The authors declare that they have no competing interest.
EM designed the study, collected and analyzed the data, and wrote the manuscript. SAN contributed to the study design, analysis, and reviewed and commented on draft and final versions of the manuscript. Both authors read and approved the final manuscript.
Escalation of non-communicable diseases such as Type 2 diabetes among low-income populations in low- and middle-income countries presents challenges for health systems. Yet, very little is known about low-income people’s diabetes care experiences in such contexts. One of the greatest challenges of diabetes care in such contexts is providing care for those who face poverty, poor healthcare access, and concurrent physical and mental conditions.
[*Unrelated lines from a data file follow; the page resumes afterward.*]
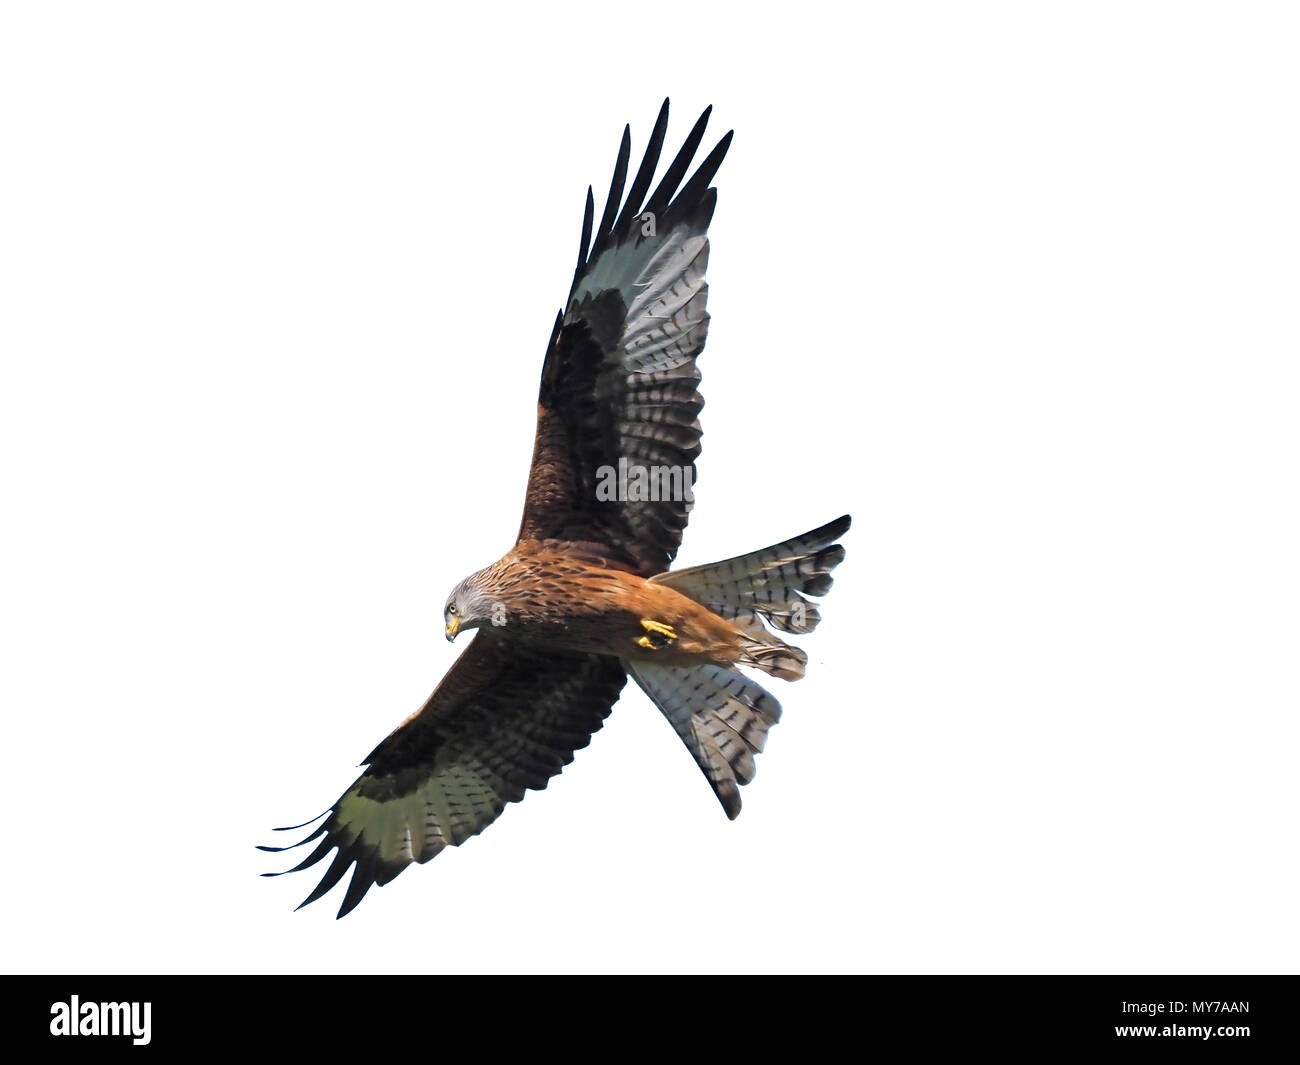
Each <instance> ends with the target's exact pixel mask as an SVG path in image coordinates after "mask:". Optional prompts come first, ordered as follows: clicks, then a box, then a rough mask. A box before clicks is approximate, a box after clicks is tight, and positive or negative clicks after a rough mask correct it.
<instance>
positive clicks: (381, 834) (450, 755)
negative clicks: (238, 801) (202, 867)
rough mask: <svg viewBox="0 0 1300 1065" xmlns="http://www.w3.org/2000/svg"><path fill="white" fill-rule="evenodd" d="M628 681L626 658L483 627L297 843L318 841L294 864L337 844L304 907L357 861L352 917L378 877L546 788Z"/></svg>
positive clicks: (289, 848)
mask: <svg viewBox="0 0 1300 1065" xmlns="http://www.w3.org/2000/svg"><path fill="white" fill-rule="evenodd" d="M625 680H627V675H625V674H624V671H623V667H621V666H620V664H619V662H617V659H614V658H606V657H602V655H594V654H572V653H563V651H537V650H533V649H529V648H526V646H523V645H519V644H517V642H511V641H507V640H504V638H503V637H500V636H499V635H497V633H495V632H494V631H493V629H482V631H481V632H480V633H477V635H476V637H474V640H473V641H472V642H471V645H469V646H468V648H467V649H465V651H464V654H461V655H460V658H458V659H456V662H455V664H454V666H452V667H451V670H450V671H448V672H447V675H446V676H445V677H443V680H442V683H441V684H439V685H438V688H437V690H435V692H434V693H433V694H432V696H429V701H428V702H426V703H425V705H424V707H422V709H421V710H419V711H417V713H416V714H412V715H411V717H409V718H407V720H406V722H403V723H402V724H400V726H399V727H398V728H396V730H395V731H394V732H393V733H391V735H390V736H389V737H387V739H386V740H385V741H383V743H382V744H380V745H378V746H377V748H376V749H374V750H373V752H370V754H369V757H368V758H367V759H365V762H368V763H369V769H368V770H367V771H365V772H364V774H361V776H360V778H357V780H356V783H355V784H352V787H351V788H348V789H347V791H346V792H344V793H343V795H342V796H341V797H339V800H338V801H337V802H335V804H334V806H333V809H331V810H329V811H328V814H329V817H328V818H326V819H325V821H324V823H321V824H320V826H318V827H317V828H316V831H315V832H312V834H311V835H309V836H308V837H307V839H304V840H302V841H300V843H296V844H292V847H302V845H303V844H307V843H311V841H312V840H316V839H320V843H318V844H317V847H316V849H315V850H312V853H311V854H308V856H307V858H304V860H303V861H302V862H299V863H298V865H296V866H294V867H292V869H290V870H285V871H286V873H296V871H298V870H302V869H307V867H309V866H313V865H316V862H318V861H320V860H321V858H324V857H325V856H326V854H328V853H329V852H330V850H333V849H335V848H337V850H338V853H337V854H335V856H334V860H333V862H331V863H330V866H329V869H328V870H326V871H325V875H324V876H322V878H321V882H320V884H317V887H316V889H315V891H313V892H312V893H311V895H308V896H307V899H305V900H304V901H303V904H302V905H304V906H305V905H307V904H308V902H315V901H316V900H317V899H320V897H321V896H322V895H325V892H328V891H329V889H330V888H331V887H334V884H337V883H338V882H339V880H341V879H342V878H343V874H344V873H347V870H348V866H352V865H354V863H355V866H356V867H355V871H354V873H352V879H351V883H350V884H348V888H347V893H346V895H344V896H343V905H342V906H341V909H339V912H338V915H339V917H343V914H346V913H348V912H350V910H351V909H352V908H354V906H356V904H357V902H360V901H361V897H363V896H364V895H365V892H367V891H369V888H370V886H372V884H380V886H381V887H382V886H383V884H386V883H389V882H390V880H391V879H393V878H394V876H396V875H398V874H399V873H400V871H402V870H403V869H406V867H407V866H408V865H411V863H412V862H426V861H429V858H432V857H433V856H434V854H437V853H438V852H439V850H442V848H445V847H448V845H450V847H455V845H458V844H460V843H464V841H465V840H467V839H469V837H471V836H473V835H477V834H478V832H481V831H482V830H484V828H486V827H487V826H489V824H491V822H494V821H495V819H497V817H498V815H499V814H500V811H502V810H504V809H506V804H507V802H517V801H519V800H520V798H523V797H524V791H525V789H526V788H534V789H539V788H545V787H546V783H547V780H550V778H552V776H554V775H555V774H558V772H559V771H560V770H562V769H563V767H564V766H567V765H568V763H569V762H571V761H572V759H573V752H575V750H577V749H578V748H584V746H586V744H588V743H589V741H590V737H591V733H593V732H595V731H597V730H598V728H599V727H601V724H602V723H603V722H604V718H606V717H607V715H608V713H610V707H611V706H614V702H615V700H616V698H617V697H619V692H620V690H623V684H624V681H625ZM322 817H324V814H322ZM308 824H311V822H308ZM298 827H299V828H303V827H307V826H298ZM261 849H263V850H289V849H291V848H289V847H264V848H261ZM265 875H268V876H278V875H281V874H278V873H269V874H265Z"/></svg>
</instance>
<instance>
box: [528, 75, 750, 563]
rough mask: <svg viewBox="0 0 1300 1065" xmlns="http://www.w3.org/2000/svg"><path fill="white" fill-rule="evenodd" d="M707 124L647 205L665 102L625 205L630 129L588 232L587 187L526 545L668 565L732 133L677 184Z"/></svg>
mask: <svg viewBox="0 0 1300 1065" xmlns="http://www.w3.org/2000/svg"><path fill="white" fill-rule="evenodd" d="M707 120H708V111H705V113H703V114H702V116H701V117H699V121H698V122H695V126H694V129H692V131H690V135H689V137H688V138H686V143H685V144H682V147H681V151H680V152H679V153H677V156H676V159H673V161H672V163H671V164H669V166H668V169H667V170H666V172H664V176H663V178H662V179H660V182H659V185H658V187H656V189H655V191H654V192H651V194H650V198H649V199H646V192H647V190H649V189H650V181H651V178H653V177H654V170H655V166H656V164H658V161H659V151H660V148H662V147H663V138H664V130H666V129H667V125H668V101H667V100H664V104H663V108H662V109H660V112H659V118H658V121H656V122H655V127H654V131H653V133H651V135H650V143H649V147H647V148H646V153H645V159H643V160H642V163H641V166H640V168H638V169H637V174H636V177H634V178H633V179H632V187H630V189H629V190H628V195H627V199H624V198H623V187H624V182H625V179H627V174H628V157H629V152H630V138H629V131H628V130H627V129H624V131H623V142H621V144H620V147H619V157H617V163H616V164H615V169H614V181H612V183H611V186H610V195H608V198H607V199H606V204H604V211H603V213H602V215H601V221H599V225H597V226H595V228H594V230H593V199H591V191H590V189H589V190H588V194H586V213H585V216H584V220H582V242H581V244H580V247H578V260H577V270H576V273H575V276H573V286H572V289H571V290H569V298H568V303H567V306H565V308H564V309H563V311H562V312H560V313H559V316H558V317H556V320H555V329H554V332H552V334H551V339H550V345H549V346H547V350H546V362H545V364H543V367H542V384H541V391H539V395H538V414H537V440H536V445H534V449H533V466H532V473H530V476H529V481H528V497H526V501H525V505H524V520H523V523H521V525H520V531H519V538H520V540H549V538H550V540H567V541H575V542H584V544H588V545H598V550H599V553H601V554H602V555H603V557H604V558H607V559H608V560H610V562H611V563H612V564H615V566H619V567H620V568H627V570H630V571H633V572H637V573H641V575H642V576H649V575H651V573H658V572H663V571H664V570H667V568H668V563H669V562H671V560H672V558H673V555H676V553H677V547H679V546H680V545H681V533H682V529H684V528H685V525H686V516H688V512H689V510H690V503H692V497H690V485H693V484H694V475H695V458H697V456H698V455H699V421H698V415H699V410H701V407H703V399H702V398H701V397H699V391H698V385H699V371H698V369H697V368H695V358H697V356H698V355H699V352H701V350H703V346H705V335H706V333H707V330H708V315H707V312H706V311H705V303H706V299H707V294H708V286H707V283H706V282H705V268H706V265H707V263H708V238H707V235H706V234H707V230H708V222H710V218H711V217H712V213H714V204H715V202H716V190H714V189H710V187H708V182H710V181H712V178H714V174H715V173H718V168H719V166H720V165H722V161H723V156H725V155H727V148H728V146H729V144H731V137H732V135H731V133H728V134H727V135H725V137H723V138H722V140H719V142H718V146H716V147H715V148H714V150H712V152H710V153H708V156H707V157H706V159H705V161H703V163H701V164H699V169H697V170H695V173H694V176H693V177H692V178H690V179H689V181H688V182H686V183H685V185H684V186H681V189H680V191H679V185H681V179H682V177H685V173H686V169H688V168H689V166H690V161H692V159H693V157H694V155H695V150H697V148H698V147H699V142H701V139H702V138H703V134H705V124H706V122H707ZM675 194H676V195H675ZM620 203H621V211H620ZM593 231H594V234H595V235H594V241H593ZM620 459H621V460H623V466H621V467H620ZM637 471H645V473H638V472H637ZM659 471H663V472H659ZM620 473H621V475H623V480H621V484H620ZM656 480H658V488H656V486H655V481H656ZM638 484H640V486H638ZM611 494H612V495H614V497H615V498H610V495H611ZM643 494H645V495H649V497H650V498H642V495H643ZM663 497H668V498H663Z"/></svg>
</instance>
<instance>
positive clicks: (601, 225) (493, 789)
mask: <svg viewBox="0 0 1300 1065" xmlns="http://www.w3.org/2000/svg"><path fill="white" fill-rule="evenodd" d="M707 121H708V109H706V111H705V113H703V114H701V116H699V120H698V121H697V122H695V125H694V127H693V129H692V130H690V134H689V135H688V137H686V140H685V143H684V144H682V147H681V151H679V152H677V155H676V157H673V160H672V163H671V164H669V165H668V168H667V170H666V172H664V173H663V177H662V178H660V181H659V183H658V186H655V189H654V191H653V192H650V185H651V179H653V177H654V173H655V168H656V166H658V163H659V153H660V150H662V148H663V143H664V133H666V131H667V126H668V101H667V100H664V103H663V107H662V108H660V111H659V117H658V120H656V121H655V125H654V130H653V133H651V135H650V142H649V146H647V147H646V153H645V157H643V159H642V161H641V165H640V166H638V168H637V173H636V176H634V177H633V179H632V186H630V187H629V189H628V190H627V196H625V198H624V195H623V192H624V186H625V182H627V177H628V163H629V156H630V131H629V130H628V129H627V127H624V130H623V140H621V143H620V146H619V156H617V161H616V163H615V168H614V181H612V182H611V186H610V194H608V198H607V199H606V202H604V209H603V212H602V213H601V218H599V222H597V224H594V225H593V222H594V211H593V207H594V203H593V199H591V190H590V187H589V189H588V192H586V211H585V213H584V218H582V239H581V243H580V244H578V257H577V269H576V270H575V274H573V283H572V286H571V289H569V295H568V299H567V300H565V304H564V308H563V309H562V311H560V312H559V315H558V316H556V319H555V325H554V328H552V330H551V337H550V342H549V343H547V346H546V358H545V360H543V363H542V380H541V390H539V394H538V406H537V437H536V442H534V449H533V464H532V469H530V473H529V479H528V493H526V497H525V501H524V518H523V521H521V524H520V529H519V540H517V542H516V544H515V546H513V547H512V549H511V550H510V553H507V554H506V555H504V557H503V558H502V559H500V560H498V562H494V563H493V564H491V566H489V567H486V568H484V570H480V571H478V572H476V573H472V575H471V576H468V577H465V579H464V580H463V581H460V584H458V585H456V586H455V588H454V589H452V592H451V596H450V597H448V598H447V602H446V607H445V622H446V636H447V640H455V638H456V636H458V635H460V633H461V632H464V631H467V629H477V632H476V633H474V636H473V638H472V641H471V642H469V646H467V648H465V650H464V653H463V654H461V655H460V658H458V659H456V662H455V664H452V667H451V670H450V671H448V672H447V675H446V676H445V677H443V680H442V683H441V684H439V685H438V688H437V690H434V693H433V694H432V696H430V697H429V700H428V702H425V705H424V706H422V707H421V709H420V710H417V711H416V713H415V714H412V715H411V717H409V718H407V719H406V720H404V722H403V723H402V724H400V726H398V727H396V728H395V730H394V731H393V733H391V735H390V736H389V737H387V739H386V740H383V743H381V744H380V745H378V746H377V748H374V750H373V752H370V754H369V757H367V758H365V762H364V765H367V766H368V769H367V770H365V772H364V774H361V776H360V778H359V779H357V780H356V783H354V784H352V787H351V788H348V789H347V791H346V792H344V793H343V795H342V796H341V797H339V798H338V801H337V802H335V804H334V805H333V808H331V809H329V810H326V813H325V814H321V815H320V817H318V818H315V819H313V821H311V822H307V823H305V824H299V826H294V827H292V828H287V830H277V831H295V830H302V828H307V827H308V826H311V824H313V823H315V822H316V821H321V818H325V819H324V821H322V822H321V823H320V824H318V826H317V827H316V830H315V831H313V832H312V834H311V835H308V836H307V839H304V840H302V841H299V843H296V844H292V845H291V847H264V848H261V849H263V850H290V849H292V848H294V847H302V845H304V844H308V843H312V841H316V840H318V843H317V845H316V847H315V849H312V850H311V853H308V856H307V857H305V858H304V860H303V861H302V862H299V863H298V865H296V866H294V867H292V869H290V870H285V871H286V873H296V871H299V870H304V869H308V867H311V866H313V865H316V863H317V862H320V861H321V860H322V858H325V857H326V856H328V854H329V853H330V852H331V850H334V852H337V853H335V854H334V857H333V861H331V862H330V863H329V866H328V869H326V871H325V875H324V876H322V878H321V880H320V883H318V884H317V886H316V888H315V889H313V891H312V893H311V895H308V896H307V899H305V900H304V901H303V902H302V905H303V906H305V905H307V904H308V902H313V901H316V900H317V899H320V897H321V896H322V895H325V893H326V892H328V891H330V889H331V888H333V887H334V886H335V884H337V883H338V882H339V880H341V879H342V878H343V876H344V874H346V873H347V871H348V869H352V876H351V880H350V883H348V887H347V891H346V893H344V896H343V902H342V906H341V908H339V912H338V915H339V917H343V915H344V914H347V913H350V912H351V910H352V909H354V908H355V906H356V905H357V904H359V902H360V901H361V899H363V897H364V896H365V892H367V891H369V888H370V886H372V884H380V886H383V884H386V883H389V882H390V880H393V879H394V878H395V876H396V875H398V874H399V873H400V871H402V870H403V869H406V867H407V866H408V865H411V863H412V862H426V861H429V858H432V857H434V856H435V854H437V853H438V852H439V850H442V849H443V848H445V847H455V845H458V844H460V843H464V841H465V840H467V839H469V837H471V836H474V835H477V834H478V832H481V831H482V830H484V828H486V827H487V826H489V824H491V823H493V822H494V821H495V819H497V818H498V817H499V815H500V813H502V811H503V810H504V809H506V805H507V804H508V802H517V801H519V800H521V798H523V797H524V793H525V791H526V789H529V788H532V789H541V788H545V787H546V784H547V782H549V780H550V779H551V778H552V776H555V775H556V774H558V772H559V771H560V770H562V769H563V767H564V766H565V765H568V763H569V762H571V761H572V758H573V752H576V750H577V749H580V748H584V746H586V745H588V743H589V741H590V739H591V735H593V733H594V732H595V731H597V730H598V728H599V727H601V724H602V723H603V722H604V718H606V717H607V715H608V713H610V709H611V707H612V706H614V702H615V701H616V700H617V698H619V693H620V692H621V690H623V685H624V684H625V681H627V677H628V676H629V675H630V676H632V679H633V680H634V681H636V683H637V684H638V685H640V687H641V688H642V690H643V692H645V693H646V694H647V696H649V697H650V700H651V701H653V702H654V703H655V705H656V706H658V707H659V710H660V711H662V713H663V715H664V717H666V718H667V719H668V722H669V723H671V724H672V727H673V728H675V730H676V732H677V735H679V736H680V737H681V741H682V743H684V744H685V745H686V749H688V750H689V752H690V753H692V756H693V757H694V759H695V762H697V763H698V765H699V767H701V770H703V774H705V776H706V778H707V780H708V783H710V784H711V785H712V789H714V792H715V795H716V796H718V798H719V801H720V802H722V805H723V809H724V810H725V811H727V815H728V817H729V818H735V817H736V815H737V814H738V813H740V805H741V804H740V792H738V787H740V785H741V784H748V783H749V782H750V780H751V779H753V776H754V756H755V754H757V753H758V752H761V750H762V749H763V743H764V740H766V739H767V731H768V730H770V728H771V727H772V726H774V724H775V723H776V720H777V718H779V717H780V713H781V707H780V703H777V701H776V700H775V698H774V697H772V696H771V694H770V693H768V692H766V690H764V689H763V688H762V687H761V685H759V684H757V683H755V681H754V680H751V679H750V677H749V676H746V675H744V674H741V672H740V671H738V670H737V668H736V667H737V666H746V667H753V668H755V670H759V671H762V672H764V674H768V675H771V676H776V677H781V679H785V680H797V679H798V677H801V676H802V675H803V667H805V664H806V662H807V655H806V654H805V653H803V651H802V650H800V649H798V648H796V646H792V645H789V644H787V642H785V641H784V640H781V638H780V637H777V636H776V635H774V632H772V631H771V629H776V631H780V632H787V633H803V632H810V631H811V629H813V628H814V627H815V625H816V624H818V622H819V620H820V616H819V614H818V607H816V605H815V603H814V602H811V601H810V599H809V598H807V597H809V596H813V597H822V596H824V594H826V593H827V592H828V590H829V588H831V580H832V577H831V571H832V570H833V568H835V567H836V566H837V564H839V563H840V562H841V560H842V559H844V547H842V546H840V545H839V544H837V542H836V541H837V540H839V538H840V537H841V536H842V534H844V533H845V532H846V531H848V528H849V518H848V515H845V516H844V518H840V519H837V520H835V521H831V523H829V524H827V525H823V527H822V528H819V529H814V531H813V532H807V533H803V534H802V536H797V537H794V538H792V540H788V541H785V542H783V544H776V545H774V546H771V547H764V549H762V550H758V551H751V553H749V554H742V555H737V557H736V558H731V559H727V560H725V562H718V563H712V564H710V566H697V567H694V568H690V570H675V571H669V568H668V567H669V564H671V563H672V560H673V558H675V555H676V554H677V547H679V546H680V545H681V534H682V529H685V527H686V519H688V515H689V511H690V505H692V502H693V493H692V485H693V482H694V473H695V459H697V456H698V455H699V436H701V430H699V420H698V415H699V411H701V408H702V407H703V399H702V398H701V395H699V388H698V386H699V371H698V368H697V367H695V360H697V358H698V356H699V352H701V351H702V350H703V346H705V335H706V333H707V329H708V315H707V312H706V309H705V303H706V299H707V293H708V286H707V283H706V282H705V268H706V265H707V263H708V237H707V231H708V222H710V220H711V218H712V213H714V205H715V203H716V199H718V194H716V190H715V189H712V187H710V182H711V181H712V179H714V176H715V174H716V173H718V168H719V166H720V165H722V161H723V157H724V156H725V155H727V148H728V147H729V144H731V139H732V134H731V133H728V134H727V135H725V137H723V138H722V139H720V140H719V142H718V144H716V147H714V150H712V151H711V152H710V153H708V155H707V156H706V159H705V161H703V163H701V164H699V166H698V169H697V170H695V172H694V174H693V176H692V177H690V178H689V179H688V181H686V182H685V183H682V178H684V177H685V174H686V170H688V169H689V166H690V163H692V160H693V159H694V155H695V151H697V148H698V147H699V142H701V140H702V138H703V135H705V126H706V124H707ZM679 186H680V187H679ZM647 192H649V199H647V198H646V194H647ZM620 208H621V209H620ZM593 237H594V239H593ZM264 875H268V876H278V875H282V874H279V873H268V874H264Z"/></svg>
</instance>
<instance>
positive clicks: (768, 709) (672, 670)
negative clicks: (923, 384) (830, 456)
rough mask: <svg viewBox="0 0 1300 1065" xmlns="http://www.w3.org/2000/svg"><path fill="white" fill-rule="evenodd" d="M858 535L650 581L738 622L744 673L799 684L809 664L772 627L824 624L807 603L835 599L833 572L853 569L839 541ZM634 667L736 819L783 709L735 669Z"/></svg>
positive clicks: (810, 626) (737, 626)
mask: <svg viewBox="0 0 1300 1065" xmlns="http://www.w3.org/2000/svg"><path fill="white" fill-rule="evenodd" d="M848 529H849V516H848V515H845V516H844V518H839V519H836V520H835V521H831V523H829V524H827V525H823V527H822V528H819V529H814V531H813V532H807V533H803V536H797V537H794V538H793V540H787V541H785V542H784V544H776V545H774V546H771V547H764V549H763V550H761V551H751V553H750V554H748V555H738V557H737V558H731V559H727V560H725V562H715V563H711V564H708V566H695V567H694V568H692V570H679V571H676V572H668V573H659V575H658V576H654V577H651V579H650V580H653V581H656V583H659V584H666V585H668V586H669V588H673V589H676V590H677V592H681V593H682V594H684V596H689V597H690V598H693V599H695V602H698V603H702V605H703V606H706V607H708V609H710V610H712V611H714V612H715V614H719V615H720V616H723V618H728V619H731V620H732V623H733V624H735V625H736V627H737V628H738V629H741V632H742V637H744V640H745V648H744V650H742V654H741V657H740V658H738V659H737V663H738V664H741V666H753V667H755V668H758V670H763V671H764V672H767V674H771V675H772V676H779V677H783V679H785V680H798V679H800V677H801V676H803V667H805V664H806V663H807V655H806V654H805V653H803V651H802V650H800V649H798V648H794V646H790V645H789V644H787V642H785V641H783V640H780V638H779V637H776V636H774V635H772V633H770V632H768V631H767V629H766V628H764V627H763V622H764V620H766V622H767V623H770V624H771V625H772V627H774V628H777V629H780V631H781V632H811V631H813V629H814V628H816V624H818V622H820V620H822V615H820V614H819V612H818V609H816V605H815V603H813V602H809V599H807V598H806V596H819V597H820V596H824V594H826V593H827V592H828V590H829V589H831V571H832V570H833V568H835V567H836V566H839V564H840V562H842V560H844V547H842V546H840V545H839V544H836V542H835V541H836V540H839V538H840V537H841V536H844V533H845V532H848ZM624 666H625V667H627V668H628V672H629V674H630V675H632V677H633V680H636V681H637V684H640V685H641V689H642V690H643V692H645V693H646V694H647V696H650V698H651V701H653V702H654V703H655V706H658V707H659V710H660V711H662V713H663V715H664V717H666V718H667V719H668V720H669V722H671V723H672V727H673V728H675V730H676V731H677V735H679V736H680V737H681V740H682V743H684V744H685V745H686V748H688V749H689V750H690V753H692V754H693V756H694V758H695V762H697V763H698V765H699V769H701V770H703V772H705V776H706V778H707V779H708V783H710V784H711V785H712V788H714V793H715V795H716V796H718V798H719V801H720V802H722V804H723V809H724V810H725V811H727V817H729V818H735V817H736V815H737V814H738V813H740V805H741V804H740V785H741V784H748V783H749V782H750V780H751V779H753V778H754V756H755V754H757V753H758V752H761V750H762V749H763V744H764V741H766V740H767V730H768V728H771V727H772V726H774V724H776V722H777V719H779V718H780V717H781V705H780V703H779V702H777V701H776V698H774V697H772V694H771V693H770V692H767V690H764V689H763V688H762V687H761V685H759V684H757V683H754V681H753V680H750V679H749V677H746V676H744V675H742V674H740V672H738V671H736V670H733V668H727V667H725V666H718V664H702V666H667V664H659V663H656V662H653V661H647V659H625V661H624Z"/></svg>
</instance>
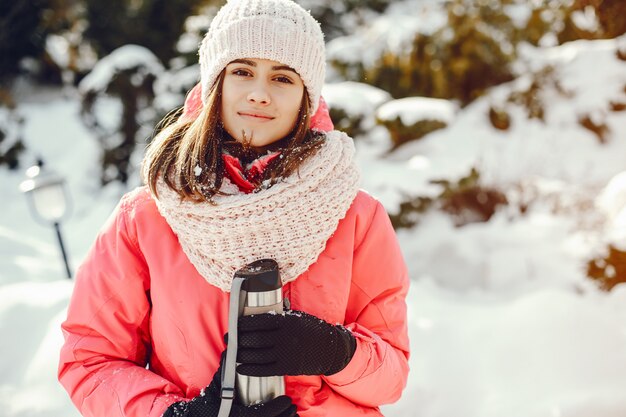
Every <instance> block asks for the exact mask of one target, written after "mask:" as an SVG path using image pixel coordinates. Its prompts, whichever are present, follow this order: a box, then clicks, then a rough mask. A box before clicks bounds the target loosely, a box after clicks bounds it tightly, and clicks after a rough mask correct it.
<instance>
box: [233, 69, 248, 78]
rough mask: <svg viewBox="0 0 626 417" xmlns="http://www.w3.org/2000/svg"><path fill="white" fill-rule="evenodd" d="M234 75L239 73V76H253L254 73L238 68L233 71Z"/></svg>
mask: <svg viewBox="0 0 626 417" xmlns="http://www.w3.org/2000/svg"><path fill="white" fill-rule="evenodd" d="M231 73H232V74H233V75H237V76H239V77H251V76H252V73H251V72H250V71H248V70H246V69H243V68H237V69H235V70H233V71H232V72H231Z"/></svg>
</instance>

This article investigates women’s experiences with diabetes care in Soweto, a township of Johannesburg, South Africa.
This study involved caregivers for children enrolled in the Birth to Twenty (Bt20) cohort study initiated in 1990. Enrolled in the study for more than two decades, women previously diagnosed with type 2 diabetes were invited to participate. We conducted 27 in depth interviews around issues of stress, diabetes, mental health, and diabetes care. We transcribed interviews and used content analysis to analyze emergent themes into three categories: counseling, treatment, and social support.
First, counseling focused on nutrition but very little on exercise, and women had limited understanding of what was diabetes or what they should do to control it. Second, women were inconsistent with reporting their diabetes treatment routines, both with adhering to medicines and seeking treatments. They identified structural barriers as overcrowded clinics and poor access to medicines as impeding adherence to treatment. Finally, women identified support from their families and friends and recognized stress associated with these relationships around food (e.g., we’re not eating that!) and diabetes stigma.
Effective diabetes education and management in the clinical setting will require systematic changes to healthcare. Inconsistencies across public and private health systems with regards to diabetes counseling, drug availability, quality of care, and patient wait times indicate patients will forego a clinical visit in lieu of diabetes self-care. For example, structural barriers in the public health system undermine medication adherence. With a stronger national emphasis in healthcare on diabetes counseling and management such systemic issues should be reshaped to ensure patients have access to essential medication and services.